Erosion is the natural process by which landforms change over time, while deposition results from erosion by depositing rocks and soil far away from their original locations, often creating landforms like spits, salt marshes or beaches as a result of deposition.
As streams flow towards the ocean, they perform both weathering and erosion processes as they make their journey to meet it. Erosion consists of three components: abrasion, entrainment and sedimentation.
Weathering is the natural process of breaking down rocks and minerals by physical, chemical and biological means. This process may occur at either the surface of Earth or deeper within.
Physical weathering includes the grinding action of fast-moving water in stream valleys and coastal erosion; biological weathering refers to trees and plants breaking down and moving soil; chemical weathering involves changing silicate grains within rocks into clay particles – similar to how coffee granules disintegrate when stirred up in hot coffee cups.
Weathering processes include gravity, wind, ice and water; when broken minerals and rocks are carried away by these elements they end up deposited elsewhere on land or ocean floors. Erosion also plays an important part in shaping landscape features such as Scotts Bluff National Monument’s beautiful bluffs – while at times can also cause harm by carrying chemicals, fertilizers, pesticides or other potentially harmful material downhill to be washed away along with soil that washes away carrying harmful materials with it.
Erosion is the natural wear and tear process which leads to rocks and soil being worn away over time, often by water, wind, ice or gravity. However, it should be remembered that erosion only impacts on Earth’s surface layer – not its mantle or core!
Erosion can result in various erosional features such as gullies, river channels and stream beds, as well as shaping mountain sides, valleys and coastlines with spits and salt marshes along their borders.
Abrasion is one of the primary types of erosion. It occurs when glaciers scrape against rock surfaces, pebbles grind against each other in stream channels or when wind-blown sand particles collide with each other. Geologists can use characteristics associated with abrasion to identify what kind of process was at play – for instance if sediment has well-sorted grains it likely came from wind while poorly-sorted sediment is usually related to glacial deposits; using such information helps make predictions regarding future erosional processes.

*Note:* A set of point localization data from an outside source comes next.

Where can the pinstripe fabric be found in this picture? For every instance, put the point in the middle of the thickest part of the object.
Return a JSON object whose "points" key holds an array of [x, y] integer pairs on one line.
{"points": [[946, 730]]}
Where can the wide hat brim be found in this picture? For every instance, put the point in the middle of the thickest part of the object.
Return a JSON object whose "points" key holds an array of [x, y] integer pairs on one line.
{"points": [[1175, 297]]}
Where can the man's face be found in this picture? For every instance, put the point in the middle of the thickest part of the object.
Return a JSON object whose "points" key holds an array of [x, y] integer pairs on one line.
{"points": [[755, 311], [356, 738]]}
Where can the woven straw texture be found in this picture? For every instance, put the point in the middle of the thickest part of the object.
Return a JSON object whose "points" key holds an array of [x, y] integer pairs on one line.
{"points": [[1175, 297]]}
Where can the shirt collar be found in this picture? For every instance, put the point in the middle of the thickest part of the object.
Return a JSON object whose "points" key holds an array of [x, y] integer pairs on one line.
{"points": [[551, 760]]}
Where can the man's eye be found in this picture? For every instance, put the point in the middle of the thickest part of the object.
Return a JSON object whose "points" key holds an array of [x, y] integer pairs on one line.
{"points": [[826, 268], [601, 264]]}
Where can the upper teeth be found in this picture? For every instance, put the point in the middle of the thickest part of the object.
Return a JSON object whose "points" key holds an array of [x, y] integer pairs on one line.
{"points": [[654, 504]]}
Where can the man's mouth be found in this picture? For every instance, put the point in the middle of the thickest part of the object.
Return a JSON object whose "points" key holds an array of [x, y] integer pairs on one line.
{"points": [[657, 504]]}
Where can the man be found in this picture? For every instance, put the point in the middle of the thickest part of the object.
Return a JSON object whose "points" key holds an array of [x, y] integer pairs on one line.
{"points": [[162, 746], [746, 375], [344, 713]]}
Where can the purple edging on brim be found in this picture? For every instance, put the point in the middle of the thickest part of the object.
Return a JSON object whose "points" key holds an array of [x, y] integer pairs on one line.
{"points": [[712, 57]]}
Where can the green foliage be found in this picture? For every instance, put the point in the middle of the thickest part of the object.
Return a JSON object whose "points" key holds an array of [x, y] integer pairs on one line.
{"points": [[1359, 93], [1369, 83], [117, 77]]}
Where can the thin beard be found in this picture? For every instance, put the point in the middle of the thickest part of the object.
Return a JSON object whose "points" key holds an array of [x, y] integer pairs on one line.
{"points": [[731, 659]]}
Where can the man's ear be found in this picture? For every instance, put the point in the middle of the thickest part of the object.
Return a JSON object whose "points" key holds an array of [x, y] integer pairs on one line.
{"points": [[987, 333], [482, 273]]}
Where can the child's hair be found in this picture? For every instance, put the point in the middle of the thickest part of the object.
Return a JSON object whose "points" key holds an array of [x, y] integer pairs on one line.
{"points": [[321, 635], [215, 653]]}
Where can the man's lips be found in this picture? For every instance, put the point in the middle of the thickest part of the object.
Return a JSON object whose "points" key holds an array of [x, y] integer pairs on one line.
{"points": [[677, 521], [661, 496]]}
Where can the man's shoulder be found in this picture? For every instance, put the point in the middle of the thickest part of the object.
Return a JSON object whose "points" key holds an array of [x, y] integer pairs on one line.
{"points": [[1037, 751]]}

Entrainment refers to the process by which particles are lifted and transported along a flowing medium such as a stream or debris flow, typically as a result of weathering (e.g. abrasion and plucking), rainfall impact (cavitation and avalanches) or fluid dynamics (e.g. flow velocity gradient and surface roughness).
Entrapment may result from impact erosion of bed materials as well as by reworking of deposits. Entrainment increases with debris flow size and may become significant near its conclusion.

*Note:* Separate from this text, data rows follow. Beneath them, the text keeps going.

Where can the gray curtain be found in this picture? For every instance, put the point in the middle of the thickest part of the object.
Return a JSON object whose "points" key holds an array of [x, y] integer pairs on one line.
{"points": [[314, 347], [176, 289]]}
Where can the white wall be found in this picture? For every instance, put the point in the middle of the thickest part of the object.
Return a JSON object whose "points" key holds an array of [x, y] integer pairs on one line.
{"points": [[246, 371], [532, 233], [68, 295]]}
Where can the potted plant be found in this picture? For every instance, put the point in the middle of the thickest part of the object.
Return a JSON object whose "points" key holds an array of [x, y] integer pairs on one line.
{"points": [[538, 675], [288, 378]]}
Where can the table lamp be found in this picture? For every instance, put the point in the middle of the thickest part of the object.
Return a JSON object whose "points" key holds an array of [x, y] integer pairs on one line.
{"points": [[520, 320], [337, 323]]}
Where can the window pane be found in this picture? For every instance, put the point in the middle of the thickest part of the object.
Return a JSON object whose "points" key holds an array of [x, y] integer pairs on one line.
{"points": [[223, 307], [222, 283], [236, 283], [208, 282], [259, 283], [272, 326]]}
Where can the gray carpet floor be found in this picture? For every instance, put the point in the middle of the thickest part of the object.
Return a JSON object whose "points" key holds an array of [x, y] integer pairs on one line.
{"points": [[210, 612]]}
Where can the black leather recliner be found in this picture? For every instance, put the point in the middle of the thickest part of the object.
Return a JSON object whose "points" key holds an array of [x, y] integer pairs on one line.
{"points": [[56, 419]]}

Assumptions about the entrainment velocity uev often differ from landslide velocity; this assumption, which ignores energy production and changes in momentum due to erosion, are incorrect and should be disregarded when considering erosion dynamics. Only when mass entrainment moves faster than landslide mobility will entrainment consume energy and lower mobility levels significantly.

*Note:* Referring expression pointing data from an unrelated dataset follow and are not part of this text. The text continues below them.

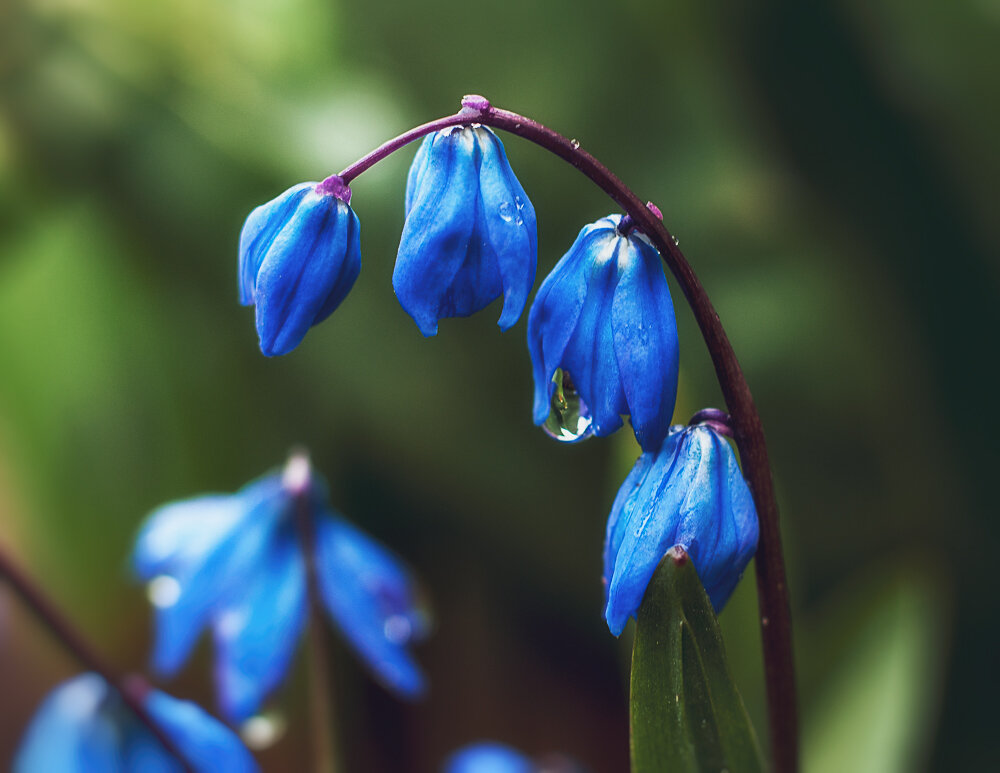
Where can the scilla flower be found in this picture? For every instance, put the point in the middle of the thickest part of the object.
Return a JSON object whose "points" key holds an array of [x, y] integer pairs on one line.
{"points": [[299, 256], [689, 493], [470, 232], [83, 726], [488, 757], [234, 563], [603, 339]]}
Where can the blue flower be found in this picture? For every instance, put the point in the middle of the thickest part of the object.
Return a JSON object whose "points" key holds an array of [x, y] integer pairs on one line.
{"points": [[603, 339], [83, 726], [233, 562], [470, 232], [690, 493], [488, 757], [299, 256]]}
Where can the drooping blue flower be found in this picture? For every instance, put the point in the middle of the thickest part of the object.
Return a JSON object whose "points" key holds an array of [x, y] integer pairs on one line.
{"points": [[488, 757], [603, 339], [470, 233], [690, 493], [234, 563], [299, 257], [83, 726]]}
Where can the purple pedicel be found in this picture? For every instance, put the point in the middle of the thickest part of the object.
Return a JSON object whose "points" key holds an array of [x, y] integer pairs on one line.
{"points": [[476, 102], [336, 187]]}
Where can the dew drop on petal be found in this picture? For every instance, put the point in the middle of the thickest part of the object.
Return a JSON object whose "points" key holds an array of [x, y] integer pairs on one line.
{"points": [[569, 417], [397, 629], [263, 730], [163, 591]]}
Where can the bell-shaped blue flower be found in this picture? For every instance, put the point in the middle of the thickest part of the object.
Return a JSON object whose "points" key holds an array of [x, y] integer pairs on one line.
{"points": [[470, 233], [234, 563], [603, 339], [299, 257], [83, 726], [689, 493]]}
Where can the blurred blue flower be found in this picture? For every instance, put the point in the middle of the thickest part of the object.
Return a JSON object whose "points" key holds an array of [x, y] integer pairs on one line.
{"points": [[488, 757], [603, 339], [83, 726], [470, 233], [690, 493], [299, 257], [234, 562]]}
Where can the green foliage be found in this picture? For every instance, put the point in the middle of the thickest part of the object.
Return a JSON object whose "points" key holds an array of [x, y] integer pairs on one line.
{"points": [[687, 714]]}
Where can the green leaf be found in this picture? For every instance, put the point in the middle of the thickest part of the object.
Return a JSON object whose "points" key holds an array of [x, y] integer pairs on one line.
{"points": [[686, 712]]}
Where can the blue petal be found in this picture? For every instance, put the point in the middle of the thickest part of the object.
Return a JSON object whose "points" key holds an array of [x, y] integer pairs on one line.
{"points": [[256, 636], [180, 534], [645, 342], [417, 169], [208, 745], [488, 757], [618, 521], [69, 733], [509, 224], [308, 269], [693, 495], [372, 599], [436, 243], [204, 585], [259, 231]]}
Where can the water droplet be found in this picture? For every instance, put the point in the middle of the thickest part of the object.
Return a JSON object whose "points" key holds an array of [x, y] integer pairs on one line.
{"points": [[163, 591], [569, 417], [397, 629], [263, 730]]}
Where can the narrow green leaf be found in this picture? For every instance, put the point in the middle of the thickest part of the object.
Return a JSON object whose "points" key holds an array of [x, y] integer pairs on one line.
{"points": [[686, 712]]}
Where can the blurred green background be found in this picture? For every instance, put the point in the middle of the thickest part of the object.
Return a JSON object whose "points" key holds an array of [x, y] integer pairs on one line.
{"points": [[831, 172]]}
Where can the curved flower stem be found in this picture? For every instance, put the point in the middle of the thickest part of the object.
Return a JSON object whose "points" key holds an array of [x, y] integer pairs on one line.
{"points": [[772, 589], [297, 474], [132, 689]]}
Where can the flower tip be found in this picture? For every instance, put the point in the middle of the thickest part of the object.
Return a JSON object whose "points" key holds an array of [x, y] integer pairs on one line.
{"points": [[476, 102]]}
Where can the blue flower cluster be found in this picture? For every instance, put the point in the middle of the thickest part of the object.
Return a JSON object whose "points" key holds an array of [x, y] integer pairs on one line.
{"points": [[83, 726], [234, 563], [601, 335]]}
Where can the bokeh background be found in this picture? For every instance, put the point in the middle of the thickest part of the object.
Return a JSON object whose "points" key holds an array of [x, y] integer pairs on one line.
{"points": [[831, 172]]}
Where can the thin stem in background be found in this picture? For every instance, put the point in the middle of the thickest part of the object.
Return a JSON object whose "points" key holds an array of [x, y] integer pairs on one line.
{"points": [[132, 689], [297, 475], [772, 588]]}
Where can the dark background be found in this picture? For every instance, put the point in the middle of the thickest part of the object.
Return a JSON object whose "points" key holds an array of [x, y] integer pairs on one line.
{"points": [[831, 173]]}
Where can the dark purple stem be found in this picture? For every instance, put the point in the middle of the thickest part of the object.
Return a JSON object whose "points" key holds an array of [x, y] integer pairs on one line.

Sedimentation refers to the tendency for particles suspended in water to settle out due to gravity, usually leading to sediment or, for water treatment purposes, sludge formation. Sedimentation has profound effects on sediment transport and deposition processes such as erosion and entrainment processes.
Sediment transport in flowing water generally comprises erosion, deposition and sedimentation processes. The rate at which mineral particles settle out depends upon factors like their diameter, density and concentration within the flow as well as channel geometry, translational velocity of fluid flow turbulence and other considerations.
Cohesionless sediment transport can be defined by two parameters, the critical shear stress for erosion (tau_c), and deposition strength (tau_d). For cohesive flocs, their classification requires more considerations: deposition requires that their buoyant weight surpass the hydrodynamic lift force; erosion calls for floc shear strength to exceed both buoyant weight plus shear force that holds it to its bed surface (tau_b).